Rede zur Entbürokratisierung des Wohnungsbaus

Liebe Kolleginnen! Liebe Kollegen! Sehr geehrter Herr Präsident! Meine Damen und Herren! Stellen wir uns einmal vor, dass alle an einem Bau Beteiligten mit einem einzigen kleinen Werkzeugkasten auskommen sollten. Das wird für Dachdecker, Maurer und Elektriker verdammt schwierig. Doch genauso wie bei dem kleinen Werkzeugkasten verhält es sich mit dem Antrag der FDP: Die Herausforderungen auf dem Wohnungsmarkt, vor denen wir stehen – wir haben sie von meinen Vorrednern gehört –, sind nicht mit einem einzigen Lösungsansatz zu bewältigen.
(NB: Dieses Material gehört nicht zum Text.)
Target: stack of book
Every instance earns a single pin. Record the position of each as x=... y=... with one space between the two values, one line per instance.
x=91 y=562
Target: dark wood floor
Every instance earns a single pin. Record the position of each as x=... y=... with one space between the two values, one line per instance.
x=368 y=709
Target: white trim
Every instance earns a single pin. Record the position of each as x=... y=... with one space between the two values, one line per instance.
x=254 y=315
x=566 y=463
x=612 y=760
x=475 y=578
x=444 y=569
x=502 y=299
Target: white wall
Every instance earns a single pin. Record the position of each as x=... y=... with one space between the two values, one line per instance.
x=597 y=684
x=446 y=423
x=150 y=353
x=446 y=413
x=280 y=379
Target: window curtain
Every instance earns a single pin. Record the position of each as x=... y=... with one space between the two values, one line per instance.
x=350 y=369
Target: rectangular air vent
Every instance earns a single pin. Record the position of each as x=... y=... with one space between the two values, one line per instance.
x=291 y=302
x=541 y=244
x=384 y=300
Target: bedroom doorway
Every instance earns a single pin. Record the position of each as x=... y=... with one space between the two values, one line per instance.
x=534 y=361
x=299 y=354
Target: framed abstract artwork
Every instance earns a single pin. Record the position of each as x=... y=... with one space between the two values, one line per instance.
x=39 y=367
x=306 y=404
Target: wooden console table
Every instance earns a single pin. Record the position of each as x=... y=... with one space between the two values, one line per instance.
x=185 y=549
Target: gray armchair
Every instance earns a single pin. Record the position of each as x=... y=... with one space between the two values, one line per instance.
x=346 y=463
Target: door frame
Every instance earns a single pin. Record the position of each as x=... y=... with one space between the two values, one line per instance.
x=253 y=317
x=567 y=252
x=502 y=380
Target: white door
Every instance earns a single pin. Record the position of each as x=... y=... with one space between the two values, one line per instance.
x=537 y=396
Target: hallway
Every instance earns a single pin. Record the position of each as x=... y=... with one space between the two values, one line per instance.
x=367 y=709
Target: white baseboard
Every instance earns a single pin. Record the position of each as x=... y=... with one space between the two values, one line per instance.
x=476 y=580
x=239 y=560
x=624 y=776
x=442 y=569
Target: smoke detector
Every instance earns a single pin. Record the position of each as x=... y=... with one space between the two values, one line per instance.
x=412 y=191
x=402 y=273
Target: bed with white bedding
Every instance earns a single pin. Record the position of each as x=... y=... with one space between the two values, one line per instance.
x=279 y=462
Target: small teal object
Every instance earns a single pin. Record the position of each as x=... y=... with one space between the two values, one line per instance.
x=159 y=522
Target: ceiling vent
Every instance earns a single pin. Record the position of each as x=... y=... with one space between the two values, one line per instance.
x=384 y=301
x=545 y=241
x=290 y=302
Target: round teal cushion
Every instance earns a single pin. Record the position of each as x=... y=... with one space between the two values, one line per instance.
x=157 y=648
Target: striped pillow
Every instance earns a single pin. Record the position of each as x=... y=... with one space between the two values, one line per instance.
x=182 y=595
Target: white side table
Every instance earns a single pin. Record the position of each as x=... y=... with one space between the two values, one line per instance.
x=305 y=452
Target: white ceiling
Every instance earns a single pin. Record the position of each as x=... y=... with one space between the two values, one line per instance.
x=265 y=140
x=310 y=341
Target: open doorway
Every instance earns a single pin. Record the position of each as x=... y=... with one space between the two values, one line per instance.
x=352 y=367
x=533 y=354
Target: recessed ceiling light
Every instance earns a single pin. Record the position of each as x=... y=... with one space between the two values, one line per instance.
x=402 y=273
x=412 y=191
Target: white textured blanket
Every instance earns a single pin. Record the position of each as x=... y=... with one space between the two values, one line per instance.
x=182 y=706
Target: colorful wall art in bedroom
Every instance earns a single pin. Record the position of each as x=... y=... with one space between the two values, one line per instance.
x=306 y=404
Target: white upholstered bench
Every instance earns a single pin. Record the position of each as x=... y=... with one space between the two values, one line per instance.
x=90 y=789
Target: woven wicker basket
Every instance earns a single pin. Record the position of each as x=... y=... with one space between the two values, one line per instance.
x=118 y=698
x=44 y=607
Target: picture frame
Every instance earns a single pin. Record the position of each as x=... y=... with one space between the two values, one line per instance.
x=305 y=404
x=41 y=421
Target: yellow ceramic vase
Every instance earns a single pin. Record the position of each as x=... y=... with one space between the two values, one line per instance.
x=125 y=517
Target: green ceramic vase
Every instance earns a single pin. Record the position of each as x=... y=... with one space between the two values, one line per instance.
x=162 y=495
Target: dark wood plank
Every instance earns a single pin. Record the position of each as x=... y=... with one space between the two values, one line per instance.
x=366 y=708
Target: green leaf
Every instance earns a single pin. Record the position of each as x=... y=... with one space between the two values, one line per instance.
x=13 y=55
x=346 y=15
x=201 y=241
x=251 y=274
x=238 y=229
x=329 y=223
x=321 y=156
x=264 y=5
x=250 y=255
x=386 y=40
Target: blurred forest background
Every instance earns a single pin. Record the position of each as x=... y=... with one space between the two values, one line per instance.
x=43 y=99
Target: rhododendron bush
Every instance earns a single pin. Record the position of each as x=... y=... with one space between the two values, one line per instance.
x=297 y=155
Das hat auch Herr Föst zugegeben. Da, denke ich, haben wir einen guten Mitstreiter für unseren Koalitionsvertrag.

Klar ist aber auch: In den vergangenen Jahren gab es viel Bürokratie und viele Anforderungen, die das Bauen erschwert haben. Vielleicht waren es zu viele; die energetischen Anforderungen sind genannt worden. Allein die zusätzlichen Vorgaben von Bund, Ländern und Kommunen machen ein Drittel der Kostensteigerungen seit dem Jahr 2000 aus. Ich nenne nur die Mantelverordnung und das Stichwort „Entsorgung von Oberboden“. Das ist nicht optimal; da muss ich der FDP recht geben.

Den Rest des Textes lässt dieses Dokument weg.